Je voudrais ici commenter un tant soit peu le livre d'Antonin Artaud consacré à Vincent van Gogh, le suicidé de la société.

Dans ce livre, Artaud se penche sur un des plus grands peintres de l'histoire de l'humanité, le plus grand selon lui.

Or dans ce livre, il y a à la fois l'évocation puissante de l'artiste singulier qu'est Van Gogh, comme une valeur discrète en mathématiques ne peut pas être soumise à une systématisation, mais il y a aussi une thèse, un concept de réflexion.

Au milieu puis à la fin du livre, Artaud évoque le dernier tableau peint par l'artiste : il s'agit de corbeaux opulents et blafards au-dessus d'une plaine livide légèrement teintée de couleurs de vin, de mauvais vin. Cette plaine livide qui est une terre - peut-être une grande terre comme celle un jour des grandes découvertes - est en réalité peinte comme un espace liquéfié.
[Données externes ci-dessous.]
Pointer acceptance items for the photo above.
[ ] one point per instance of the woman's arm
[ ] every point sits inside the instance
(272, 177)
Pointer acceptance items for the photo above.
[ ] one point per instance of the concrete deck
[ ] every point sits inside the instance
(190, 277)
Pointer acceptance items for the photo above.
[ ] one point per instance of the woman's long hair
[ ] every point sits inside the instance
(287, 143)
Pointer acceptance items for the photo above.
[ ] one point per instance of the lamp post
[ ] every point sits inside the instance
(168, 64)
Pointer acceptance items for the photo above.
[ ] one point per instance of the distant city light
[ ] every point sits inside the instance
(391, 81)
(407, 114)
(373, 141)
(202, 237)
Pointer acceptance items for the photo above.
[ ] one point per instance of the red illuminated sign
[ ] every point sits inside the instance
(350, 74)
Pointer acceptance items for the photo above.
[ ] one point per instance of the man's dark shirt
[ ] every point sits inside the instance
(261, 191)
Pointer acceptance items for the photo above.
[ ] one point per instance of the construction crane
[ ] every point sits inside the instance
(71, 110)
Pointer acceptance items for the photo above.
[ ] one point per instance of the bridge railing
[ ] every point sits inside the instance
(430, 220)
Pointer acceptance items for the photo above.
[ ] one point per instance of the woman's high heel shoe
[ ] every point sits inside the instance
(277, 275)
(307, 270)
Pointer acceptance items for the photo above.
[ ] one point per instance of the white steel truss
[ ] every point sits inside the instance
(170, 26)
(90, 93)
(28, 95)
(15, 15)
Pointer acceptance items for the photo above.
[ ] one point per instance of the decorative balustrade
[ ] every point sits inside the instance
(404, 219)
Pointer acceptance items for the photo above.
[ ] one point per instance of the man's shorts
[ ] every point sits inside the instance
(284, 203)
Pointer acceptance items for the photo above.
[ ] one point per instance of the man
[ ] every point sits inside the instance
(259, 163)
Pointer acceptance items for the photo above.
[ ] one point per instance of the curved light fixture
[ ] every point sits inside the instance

Ce seuil de l'existence, cet ultime déploiement au seuil du suicide, signifie finalement le sous-titre que Artaud a donné à son livre : le suicidé de la société.

Car en effet selon la thèse ou les éléments de thèse qui sont défendus dans ce livre, le socium, l'existence sociale, la cohérence sociétale, sont comme une immense brume suintante, ou une immense mer flottant au-dessus des choses vraies, des choses en leur qualité propre.

il y a là comme une propension de l'Homme, de l'humain, à l'emphase, et au fait de dévier de ses vérités par toutes sortes de redoublements, des plus rationnels aux plus fous.

Au contraire Artaud nous dit que Van Gogh est peintre et seul peintre, que son objet n'est que la peinture, la seule peinture, dans ses techniques les plus propres, les plus élémentaires.

Il y a là pour Artaud le contraire de la propension, de l'emphase de l'être social, qui d'une constante incomplétude, imperfection, difformité ne sait que poursuivre la velléité de se retrouver ou de se réformer, créant des nuées opaques, des brumes étouffantes, une mer de notions empruntées fondamentalement fausses mais qui font la congruence du socium, de la loi sociale.

Et ceci, non pas même dans un vouloir, une intention, un véhicule de lumière, mais dans l'inertie la plus avalée du socium, dans le sommeil de tous, dans ce qu'il faut savoir au plus profond de la pénombre de chacun, dans une nécessité lourde et inévitable, même pour qui a la notion qu'elle est abus.

C'est ainsi que l'aliénation selon Artaud nous rejoint au coeur des nuits.

C'est ainsi qu'à la fin du livre, Artaud - qui mourra peu de temps après l'écriture de ce livre - nous confie qu'au moment de la dernière grande exposition Van Gogh à Paris, pendant les quelques trois ou quatre mois qu'elle durera, lui n'était pas parmi ces gratifiés spectateurs voguant à la surface des flots, pour le dire comme ça, mais dans un asile d'alienés à Rodez, où il aura passé neuf années, au désespoir entre enfermement et électrochocs.

La sédimentation du socium, son entente tacite, sa propension à l'emphase, au faux, à la déviation, propension structurelle, et qui permet au plus grand nombre de vivre dans ce qu'ils nomment « la normalité », est donc pour d'autres une loi presque mythologique de pesanteur, qui les écrase ou les mutile.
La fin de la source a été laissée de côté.